# Upgrade from 11.1 to 11.2



## ebike (Sep 18, 2018)

Hi Guys,

Some advice please ..
Just about to upgrade from 11.1 train to 11.2 on a headless server. Is there any gotcha's I should worry about apart from those on the release notes etc ..?
I have done the latest updates to 11.1 ..

I have several iocage jails created in a shell and one of the older style jails that I havn't migrated yet ...  should I migrate that before or after the upgrade?
I only have one VM ...

Cheers,


----------



## SirDice (Sep 19, 2018)

ebike said:


> Is there any gotcha's I should worry about apart from those on the release notes etc ..?
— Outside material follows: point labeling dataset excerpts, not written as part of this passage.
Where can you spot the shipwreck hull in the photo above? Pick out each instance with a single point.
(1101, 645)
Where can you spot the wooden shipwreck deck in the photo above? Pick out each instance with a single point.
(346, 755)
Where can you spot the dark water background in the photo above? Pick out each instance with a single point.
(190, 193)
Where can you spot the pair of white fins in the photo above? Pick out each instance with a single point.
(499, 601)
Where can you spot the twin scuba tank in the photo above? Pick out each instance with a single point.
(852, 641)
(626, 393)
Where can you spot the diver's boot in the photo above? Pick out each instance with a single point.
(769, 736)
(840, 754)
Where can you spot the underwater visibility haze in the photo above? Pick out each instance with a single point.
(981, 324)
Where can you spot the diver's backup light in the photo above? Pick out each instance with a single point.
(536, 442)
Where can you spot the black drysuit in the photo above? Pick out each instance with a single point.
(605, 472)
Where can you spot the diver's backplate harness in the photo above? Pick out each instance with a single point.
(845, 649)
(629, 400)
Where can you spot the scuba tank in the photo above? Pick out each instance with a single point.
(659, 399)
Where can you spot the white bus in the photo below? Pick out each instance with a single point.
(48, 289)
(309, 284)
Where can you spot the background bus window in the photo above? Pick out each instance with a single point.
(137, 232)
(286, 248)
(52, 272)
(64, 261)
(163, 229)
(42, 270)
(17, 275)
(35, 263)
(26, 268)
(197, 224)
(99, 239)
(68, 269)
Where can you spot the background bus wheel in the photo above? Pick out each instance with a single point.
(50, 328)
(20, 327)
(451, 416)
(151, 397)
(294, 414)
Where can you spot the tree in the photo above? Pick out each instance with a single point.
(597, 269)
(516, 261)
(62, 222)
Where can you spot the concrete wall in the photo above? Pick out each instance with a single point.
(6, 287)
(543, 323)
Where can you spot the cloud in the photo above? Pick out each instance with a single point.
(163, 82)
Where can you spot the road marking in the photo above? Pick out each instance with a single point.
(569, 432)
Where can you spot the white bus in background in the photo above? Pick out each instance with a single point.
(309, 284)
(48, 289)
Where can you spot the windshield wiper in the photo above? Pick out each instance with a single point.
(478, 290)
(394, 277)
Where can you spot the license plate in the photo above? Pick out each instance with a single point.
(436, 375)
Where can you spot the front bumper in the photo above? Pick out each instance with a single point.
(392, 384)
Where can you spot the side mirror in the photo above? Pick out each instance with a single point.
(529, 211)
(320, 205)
Nope, it should be fairly painless. I've done it a couple of dozen times now.


----------



## gkontos (Sep 19, 2018)

I have noticed a strange thing. I did a few 11.1 --> 11.2 upgrades on ZFS storages with geli encrypted disks. After booting to 11.2-RELEASE attaching the disks and importing the Pool, the system started a resilver. However, no errors were reported....


----------



## ebike (Sep 19, 2018)

So, why did you have to import the disks for the upgrade? Did you do the upgrade with the GUI or a new USB stick ...


----------



## gkontos (Sep 20, 2018)

ebike said:


> So, why did you have to import the disks for the upgrade? Did you do the upgrade with the GUI or a new USB stick ...



GELI encrypted disks need to attached first before importing the pool.


----------